Prodigy v free

Hello all. This is my first post to this forum. I am seriously considering buying Prodigy, but, as I'm sure you know, there are a number of free and open source tools out that do similar things. I'm wondering if someone here can help justify this purchase over these other options? Thanks.

I cannot comment on any other tools, because I've always been a Prodigy user and have never really given other tools a proper spin. That said, here are some personal reasons why I've always appreciated Prodigy.

  1. Prodigy has great UI. The annotation interfaces come with text that's clear. It provides keyboard shortcuts out of the box and also supports many non-English language too. The UI is opinionated, but it's always felt right.
  2. Prodigy is programmatic. I'm totally free to customise the annotation exprience with any machine learning trick that can be written in Python. That also means that when I wrote doubtlab (a tool to find bad labels) it's super easy to get it working in Prodigy. Same with bulk labelling, explained here:
  1. Prodigy plays nice with the spaCy stack. Once you've annotated your data you merely need to run prodigy train to train a performant pipeline that can do both text classification and entity detection in one go.
  2. Prodigy is flexible. It's pretty easy to re-use components to get a labelling interface that's just right for your use-case. You can re-use all the existing text/audio/image interfaces or just create your own via html and you can still re-use all the built-in sanity checks that Prodigy provides. I've used it for plenty of non-text use-cases that leverage scikit-learn and it remains a simple workflow. I don't know how many other tools properly support this, but it feels rather unique. Here's an example that I made for data deduplication, just to give a example.
  1. Prodigy comes with a good support forum ( you know, this one :wink: ) where people who work on Prodigy can answer questions for you.

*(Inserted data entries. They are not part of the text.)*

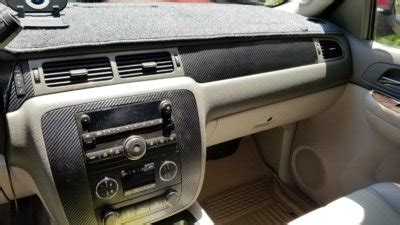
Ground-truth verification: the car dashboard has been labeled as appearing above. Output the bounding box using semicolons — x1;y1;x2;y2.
1;3;352;224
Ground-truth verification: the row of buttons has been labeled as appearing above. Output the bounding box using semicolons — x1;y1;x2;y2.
86;146;124;162
146;134;176;148
82;119;162;140
121;198;168;222
86;134;176;163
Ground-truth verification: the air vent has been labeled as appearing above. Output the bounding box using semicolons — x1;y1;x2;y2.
42;57;113;87
116;52;174;78
319;40;343;59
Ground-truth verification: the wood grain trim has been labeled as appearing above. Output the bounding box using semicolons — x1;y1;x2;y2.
372;91;400;113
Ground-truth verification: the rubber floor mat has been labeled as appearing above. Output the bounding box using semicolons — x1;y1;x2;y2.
202;179;299;225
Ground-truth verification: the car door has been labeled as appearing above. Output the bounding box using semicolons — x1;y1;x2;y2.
291;0;400;204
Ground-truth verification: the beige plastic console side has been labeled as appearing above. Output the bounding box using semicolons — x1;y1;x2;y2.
365;92;400;144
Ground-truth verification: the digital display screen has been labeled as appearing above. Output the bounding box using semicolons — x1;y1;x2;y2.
86;101;161;132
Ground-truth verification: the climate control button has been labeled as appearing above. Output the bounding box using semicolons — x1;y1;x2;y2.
96;177;118;199
160;161;178;182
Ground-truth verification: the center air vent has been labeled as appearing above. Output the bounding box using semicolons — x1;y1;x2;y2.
319;40;343;59
115;52;174;78
42;57;113;87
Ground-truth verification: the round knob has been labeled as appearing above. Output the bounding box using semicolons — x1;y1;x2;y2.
160;161;178;182
103;211;121;225
81;114;90;130
165;190;179;206
124;136;146;160
160;100;172;116
96;177;118;199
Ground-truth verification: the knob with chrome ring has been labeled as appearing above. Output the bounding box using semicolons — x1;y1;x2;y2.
124;135;146;160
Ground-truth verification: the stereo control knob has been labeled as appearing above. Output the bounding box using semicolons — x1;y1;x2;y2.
159;161;178;182
160;100;172;117
124;136;146;160
165;190;179;206
96;177;118;199
103;211;121;225
81;114;91;130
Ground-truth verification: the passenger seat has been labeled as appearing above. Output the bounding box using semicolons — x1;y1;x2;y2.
289;183;400;225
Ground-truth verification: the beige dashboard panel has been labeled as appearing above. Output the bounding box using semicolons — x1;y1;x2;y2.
365;92;400;144
207;85;345;146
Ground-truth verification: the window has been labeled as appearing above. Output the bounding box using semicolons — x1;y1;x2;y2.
375;0;400;48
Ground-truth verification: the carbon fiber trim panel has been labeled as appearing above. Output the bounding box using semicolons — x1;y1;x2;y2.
42;90;202;224
179;39;318;83
8;62;35;112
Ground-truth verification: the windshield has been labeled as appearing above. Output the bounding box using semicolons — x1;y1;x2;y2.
68;0;285;7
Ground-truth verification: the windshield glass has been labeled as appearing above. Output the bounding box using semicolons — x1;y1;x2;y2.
69;0;285;7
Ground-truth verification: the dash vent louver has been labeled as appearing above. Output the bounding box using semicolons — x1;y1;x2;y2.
319;40;343;59
115;52;175;78
42;57;113;87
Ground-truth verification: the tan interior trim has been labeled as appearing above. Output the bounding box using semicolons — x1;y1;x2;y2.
372;91;400;113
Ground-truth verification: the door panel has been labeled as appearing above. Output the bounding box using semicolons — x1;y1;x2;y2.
291;84;400;204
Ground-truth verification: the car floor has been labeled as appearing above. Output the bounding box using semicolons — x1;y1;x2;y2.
199;137;316;225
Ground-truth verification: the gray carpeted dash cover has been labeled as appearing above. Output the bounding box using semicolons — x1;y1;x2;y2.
5;3;340;53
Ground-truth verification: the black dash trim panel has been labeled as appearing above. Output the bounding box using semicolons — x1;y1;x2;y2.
179;39;318;83
42;90;202;224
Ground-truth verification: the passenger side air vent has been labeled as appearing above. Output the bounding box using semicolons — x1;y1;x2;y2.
115;52;174;78
42;57;113;87
319;40;343;59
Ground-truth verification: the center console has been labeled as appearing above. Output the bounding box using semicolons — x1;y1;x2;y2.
42;90;204;224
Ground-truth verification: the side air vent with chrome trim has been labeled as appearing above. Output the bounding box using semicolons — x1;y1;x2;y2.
319;40;343;60
115;52;175;78
42;57;113;87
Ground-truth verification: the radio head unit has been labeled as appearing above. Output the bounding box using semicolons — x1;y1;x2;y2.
75;99;181;213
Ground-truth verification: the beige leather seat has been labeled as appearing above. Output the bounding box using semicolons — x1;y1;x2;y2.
289;183;400;225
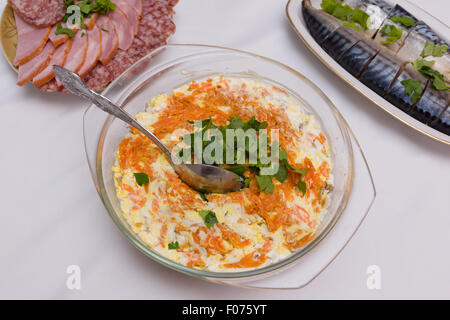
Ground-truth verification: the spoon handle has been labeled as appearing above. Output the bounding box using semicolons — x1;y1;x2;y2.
53;66;172;159
89;91;172;160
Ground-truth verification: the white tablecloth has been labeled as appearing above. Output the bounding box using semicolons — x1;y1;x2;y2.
0;0;450;299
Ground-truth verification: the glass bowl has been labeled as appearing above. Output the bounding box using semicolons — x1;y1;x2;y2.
84;45;368;283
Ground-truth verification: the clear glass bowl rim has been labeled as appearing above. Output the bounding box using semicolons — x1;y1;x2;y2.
83;44;354;281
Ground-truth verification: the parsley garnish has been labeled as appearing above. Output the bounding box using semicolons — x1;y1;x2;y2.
256;176;275;193
381;24;403;45
401;79;422;103
344;22;362;32
419;67;449;91
179;116;309;195
198;191;208;202
411;59;449;91
320;0;370;31
168;241;180;250
390;15;416;28
59;0;116;38
352;8;370;30
411;59;434;71
134;172;150;187
198;210;219;229
420;41;448;58
55;23;75;38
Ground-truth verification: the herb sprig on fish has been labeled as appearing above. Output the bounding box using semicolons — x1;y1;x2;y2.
320;0;370;31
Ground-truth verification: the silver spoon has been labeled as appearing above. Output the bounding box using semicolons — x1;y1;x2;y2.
53;65;243;193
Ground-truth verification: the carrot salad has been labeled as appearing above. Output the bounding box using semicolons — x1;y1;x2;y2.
112;76;333;272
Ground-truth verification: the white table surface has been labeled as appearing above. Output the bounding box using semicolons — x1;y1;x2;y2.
0;0;450;299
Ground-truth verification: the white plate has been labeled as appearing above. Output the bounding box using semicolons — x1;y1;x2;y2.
286;0;450;145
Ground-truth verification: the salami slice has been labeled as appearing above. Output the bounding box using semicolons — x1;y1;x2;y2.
41;0;178;91
8;0;65;28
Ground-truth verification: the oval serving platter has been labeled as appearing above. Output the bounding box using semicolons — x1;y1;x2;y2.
286;0;450;145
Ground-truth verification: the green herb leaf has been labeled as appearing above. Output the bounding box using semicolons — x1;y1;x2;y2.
333;4;353;21
297;180;306;196
352;8;370;30
134;172;150;187
381;24;403;45
320;0;353;21
411;59;434;71
420;41;448;58
401;79;422;103
320;0;340;14
274;164;288;182
198;191;208;202
344;22;363;32
419;67;449;91
390;15;416;28
256;176;275;194
198;210;219;229
55;23;75;38
92;0;116;14
224;164;248;177
168;241;180;250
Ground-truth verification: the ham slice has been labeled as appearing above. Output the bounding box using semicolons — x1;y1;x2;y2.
33;39;72;88
57;30;88;86
78;26;102;78
126;0;142;17
48;23;76;48
48;12;99;48
114;0;139;37
17;41;55;86
14;13;51;66
108;7;134;50
97;16;119;64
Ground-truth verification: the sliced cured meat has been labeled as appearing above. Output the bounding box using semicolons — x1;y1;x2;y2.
137;0;175;52
8;0;65;28
142;0;178;16
108;7;134;50
14;13;51;66
106;49;134;79
33;39;72;88
17;42;55;86
57;31;88;86
114;0;139;36
48;23;76;47
127;0;142;17
48;13;99;47
84;12;99;30
97;15;119;64
78;26;102;77
83;63;113;91
41;0;178;92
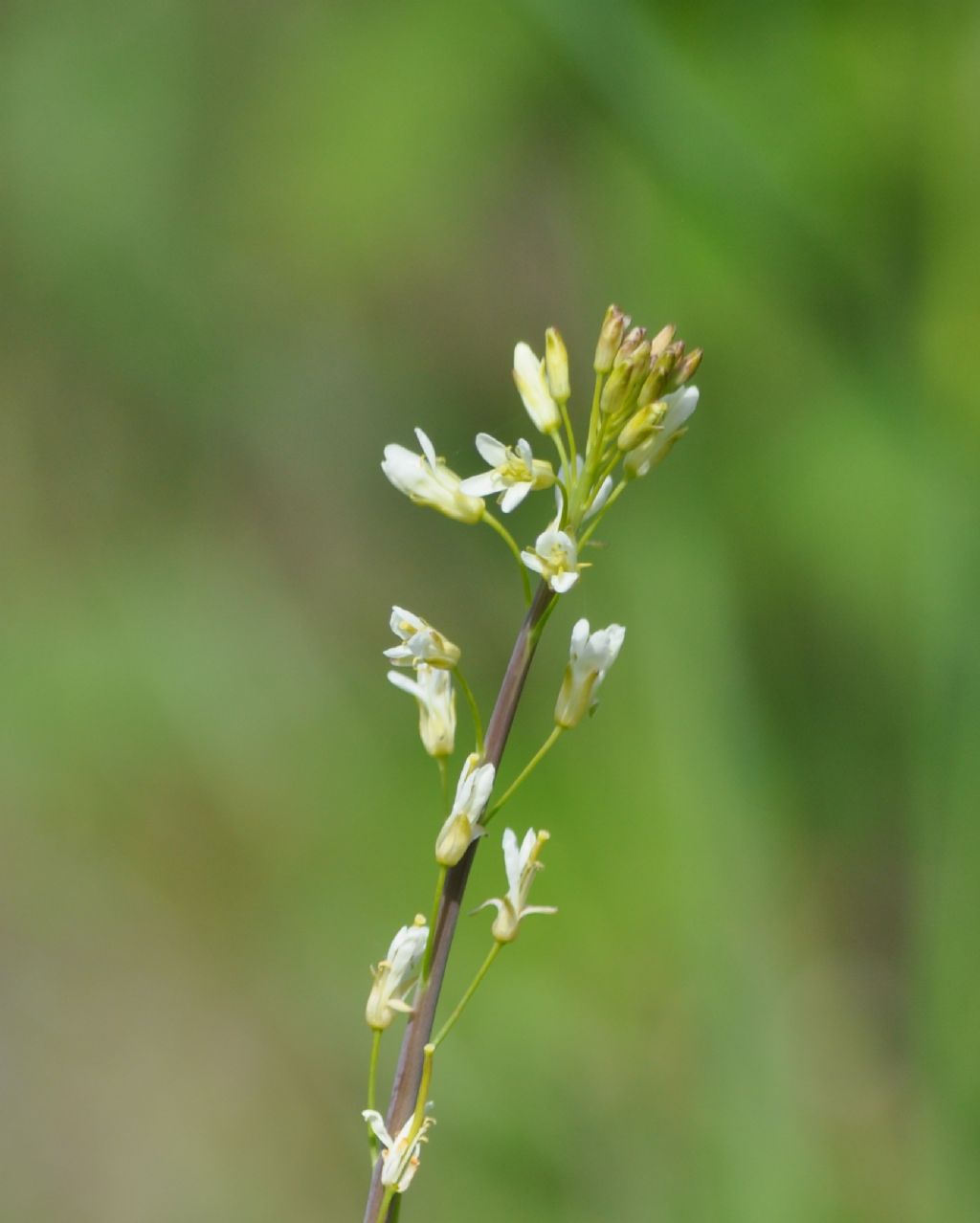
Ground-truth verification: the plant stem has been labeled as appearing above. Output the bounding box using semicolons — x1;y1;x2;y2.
368;1028;382;1167
456;670;484;756
579;479;627;548
435;756;449;812
480;726;562;828
483;510;531;606
365;582;555;1223
422;866;445;981
432;942;504;1050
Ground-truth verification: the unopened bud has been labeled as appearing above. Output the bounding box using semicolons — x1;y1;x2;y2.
599;366;633;416
650;322;677;361
667;348;704;390
545;326;571;404
592;306;629;374
612;326;646;368
616;401;667;452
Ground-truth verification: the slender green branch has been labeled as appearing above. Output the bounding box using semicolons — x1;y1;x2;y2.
454;670;484;756
480;726;562;828
422;866;445;981
368;1028;382;1167
579;479;627;548
364;582;557;1223
483;510;531;604
432;943;504;1050
435;756;449;810
375;1185;395;1223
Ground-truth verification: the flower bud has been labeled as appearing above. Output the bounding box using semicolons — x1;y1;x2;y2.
435;752;496;866
612;326;646;369
592;306;629;374
650;322;677;362
554;620;627;730
667;348;704;390
616;400;667;452
599;365;633;416
511;344;562;434
365;914;428;1031
545;326;571;404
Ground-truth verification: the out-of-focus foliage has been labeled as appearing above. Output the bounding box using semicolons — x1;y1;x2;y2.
0;0;980;1223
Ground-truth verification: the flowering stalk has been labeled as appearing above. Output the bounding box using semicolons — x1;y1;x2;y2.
364;306;702;1223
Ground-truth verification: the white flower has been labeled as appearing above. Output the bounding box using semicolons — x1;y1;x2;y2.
479;828;558;943
460;433;554;514
522;506;586;594
514;343;562;433
382;430;483;523
623;387;700;478
366;914;428;1030
384;607;460;670
583;476;612;523
388;663;457;757
361;1108;435;1193
435;752;497;866
554;620;627;730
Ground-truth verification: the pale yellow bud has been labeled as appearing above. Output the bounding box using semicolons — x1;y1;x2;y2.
616;401;667;450
592;306;629;374
545;326;571;404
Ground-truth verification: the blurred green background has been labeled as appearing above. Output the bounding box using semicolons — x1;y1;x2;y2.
0;0;980;1223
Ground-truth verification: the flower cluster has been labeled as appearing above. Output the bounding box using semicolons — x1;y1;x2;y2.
362;306;702;1203
382;306;702;594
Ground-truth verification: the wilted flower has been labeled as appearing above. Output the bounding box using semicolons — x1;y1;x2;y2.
522;509;585;594
514;343;562;433
361;1108;435;1193
435;752;497;866
554;620;627;730
623;387;700;478
479;828;558;943
461;433;554;514
382;430;483;523
384;607;460;670
388;663;457;757
366;914;428;1031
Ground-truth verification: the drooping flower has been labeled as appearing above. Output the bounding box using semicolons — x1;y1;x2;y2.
522;506;586;594
554;620;627;730
514;342;562;433
388;663;457;757
365;914;428;1031
460;433;554;514
479;828;558;943
382;430;483;523
361;1108;435;1193
623;387;700;479
435;752;497;866
384;607;460;670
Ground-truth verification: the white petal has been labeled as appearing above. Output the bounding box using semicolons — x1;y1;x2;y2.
458;471;501;497
501;479;531;514
502;828;522;894
414;430;436;468
548;570;579;594
476;433;506;467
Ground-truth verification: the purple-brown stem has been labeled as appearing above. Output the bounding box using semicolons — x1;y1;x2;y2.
365;582;555;1223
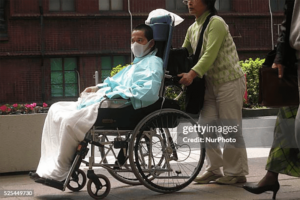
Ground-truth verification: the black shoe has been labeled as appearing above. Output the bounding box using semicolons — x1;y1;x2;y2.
29;172;46;183
29;172;41;181
243;182;280;199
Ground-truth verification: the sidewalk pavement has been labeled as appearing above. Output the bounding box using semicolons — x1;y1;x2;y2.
0;148;300;200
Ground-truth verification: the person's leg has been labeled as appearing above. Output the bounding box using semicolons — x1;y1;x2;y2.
217;76;248;184
195;79;223;183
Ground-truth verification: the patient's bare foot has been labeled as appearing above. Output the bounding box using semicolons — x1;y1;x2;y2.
257;171;278;187
29;172;45;183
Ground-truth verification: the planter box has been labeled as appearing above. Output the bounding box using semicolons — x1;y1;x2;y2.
242;108;279;118
0;113;47;173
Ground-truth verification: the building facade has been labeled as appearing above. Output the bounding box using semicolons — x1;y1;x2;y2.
0;0;284;104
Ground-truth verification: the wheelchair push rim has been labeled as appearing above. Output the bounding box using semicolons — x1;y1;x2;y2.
129;109;205;193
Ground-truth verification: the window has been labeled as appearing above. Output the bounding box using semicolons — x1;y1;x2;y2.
271;0;285;12
51;58;78;97
166;0;188;12
101;56;129;82
49;0;75;12
99;0;123;11
0;0;7;38
215;0;231;11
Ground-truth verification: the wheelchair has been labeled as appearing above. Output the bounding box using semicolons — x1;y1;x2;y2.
39;15;205;199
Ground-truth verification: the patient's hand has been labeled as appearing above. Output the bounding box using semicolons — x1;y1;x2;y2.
83;86;99;93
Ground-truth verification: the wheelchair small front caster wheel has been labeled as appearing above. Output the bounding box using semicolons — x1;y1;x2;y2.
87;174;110;199
67;169;86;192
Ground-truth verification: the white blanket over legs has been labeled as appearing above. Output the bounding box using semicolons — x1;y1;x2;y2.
36;102;99;181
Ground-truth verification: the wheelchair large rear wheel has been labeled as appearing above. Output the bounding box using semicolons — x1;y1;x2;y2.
129;109;205;193
99;136;141;185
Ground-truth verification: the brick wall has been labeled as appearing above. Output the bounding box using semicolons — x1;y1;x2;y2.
0;0;283;104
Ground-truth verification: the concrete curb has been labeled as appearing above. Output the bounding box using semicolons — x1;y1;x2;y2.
242;108;279;118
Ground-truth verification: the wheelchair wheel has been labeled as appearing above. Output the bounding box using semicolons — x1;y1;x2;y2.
67;169;86;192
99;136;141;185
129;109;205;193
87;174;110;199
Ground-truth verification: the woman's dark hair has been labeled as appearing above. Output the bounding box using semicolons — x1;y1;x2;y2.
202;0;218;15
133;24;153;41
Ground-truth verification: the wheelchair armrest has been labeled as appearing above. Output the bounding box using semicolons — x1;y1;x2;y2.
99;99;131;108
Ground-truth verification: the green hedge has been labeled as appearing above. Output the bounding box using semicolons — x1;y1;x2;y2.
240;58;265;108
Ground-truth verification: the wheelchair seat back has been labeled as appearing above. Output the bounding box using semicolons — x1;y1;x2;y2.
94;15;180;130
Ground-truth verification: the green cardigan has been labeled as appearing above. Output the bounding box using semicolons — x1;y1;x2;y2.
182;11;244;85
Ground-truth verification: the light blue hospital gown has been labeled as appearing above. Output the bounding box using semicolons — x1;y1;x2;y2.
78;52;163;109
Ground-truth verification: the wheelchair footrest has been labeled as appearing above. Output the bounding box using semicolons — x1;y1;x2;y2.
41;179;64;190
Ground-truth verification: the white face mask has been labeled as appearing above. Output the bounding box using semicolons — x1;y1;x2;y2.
131;40;152;58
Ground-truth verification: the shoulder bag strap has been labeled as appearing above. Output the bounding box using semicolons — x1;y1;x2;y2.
193;14;213;65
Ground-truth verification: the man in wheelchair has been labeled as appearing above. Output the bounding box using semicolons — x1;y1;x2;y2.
29;24;163;183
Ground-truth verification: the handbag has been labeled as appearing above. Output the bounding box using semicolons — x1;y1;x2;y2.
167;14;213;114
258;49;299;107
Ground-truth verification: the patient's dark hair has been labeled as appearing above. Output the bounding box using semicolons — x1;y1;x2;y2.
202;0;218;15
133;24;153;41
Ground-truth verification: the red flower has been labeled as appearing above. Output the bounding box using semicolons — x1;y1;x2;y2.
0;105;7;112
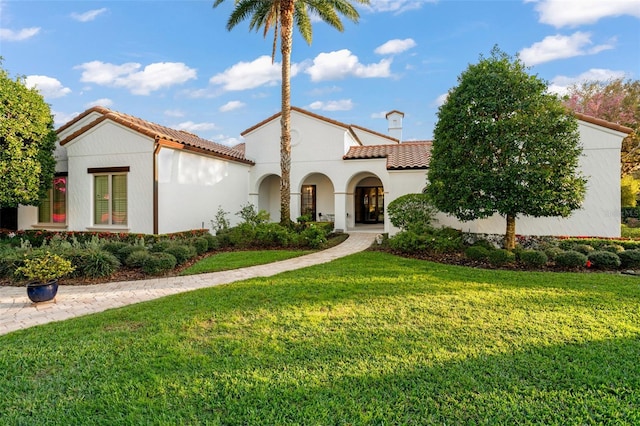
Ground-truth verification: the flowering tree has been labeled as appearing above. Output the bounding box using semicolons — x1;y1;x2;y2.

You're talking to a Prodigy user who became a Prodigy developer later on. So feel free to take my opinion with a grain of salt, but I've found Prodigy to be such a productivity booster as a data science consultant back when I first used it that I can genuinely recommend it to folks. It really helps to have an annotation tool in your toolbelt just to quickly bootstrap a dataset for ML or to confirm the data quality of pre-existing datasets.

1 Like

Thanks for such a thorough answer. I'm sure you'd have gotten lots of points if this discussion was in Stack Overflow..
If there still is a Stack Overflow...

1 Like